The analysis of the CompleteJourney dataset provides a thorough understanding of customer purchasing patterns, highlighting essential insights that can guide data-driven decisions and improve targeted marketing strategies. By exploring demographic influences, buying trends, and the effectiveness of promotions, this report uncovers critical patterns that Regork can use to refine marketing approaches and promotional planning.

A major finding reveals significant opportunities for targeted marketing. Demographic insights pinpoint customer segments with higher engagement, indicating that directed marketing efforts toward these groups could enhance conversion rates and maximize returns on investment. For example, higher-income households tend to favor premium products, while younger demographics are more responsive to promotions on essentials. By aligning promotions with the specific preferences and values of each segment, Regork can ensure a more impactful and relevant marketing strategy.

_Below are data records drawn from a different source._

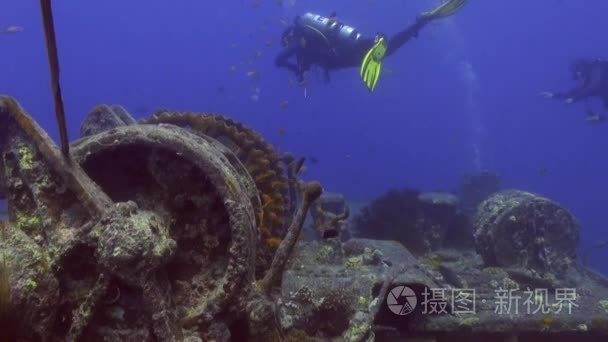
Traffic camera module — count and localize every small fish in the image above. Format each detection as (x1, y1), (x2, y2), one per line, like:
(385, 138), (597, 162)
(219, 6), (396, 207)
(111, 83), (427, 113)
(0, 250), (11, 318)
(291, 157), (306, 175)
(1, 25), (23, 33)
(247, 70), (260, 80)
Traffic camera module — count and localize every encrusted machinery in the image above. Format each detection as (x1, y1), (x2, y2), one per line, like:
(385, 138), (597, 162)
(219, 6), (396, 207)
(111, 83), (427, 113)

The analysis also underlines the strategic value of seasonal campaigns. Sales data shows defined spikes in purchasing around key times of the year, such as holidays, back-to-school, and year-end periods, which provide ideal opportunities for launching themed campaigns, time-sensitive discounts, and exclusive product lines that align with seasonal demand. Coordinated campaigns during these high-demand periods can significantly improve customer engagement and foster brand loyalty.

Additionally, cross-promotion opportunities are identified as a valuable tactic based on co-purchase patterns. Frequently paired items, like snacks and beverages or household essentials, offer natural bundling options. By grouping these complementary products in promotions, Regork can increase basket sizes and encourage additional purchases, driving overall sales growth. Cross-promotions also enhance the shopping experience by helping customers discover related products, thus strengthening brand perception.

In summary, this analysis highlights key areas for Regork to enhance customer engagement and drive revenue growth through informed marketing strategies. Focusing on high-engagement demographics, leveraging seasonal purchase patterns, and utilizing cross-promotional opportunities allows Regork to build a more tailored and effective approach that meets consumer needs while achieving business objectives.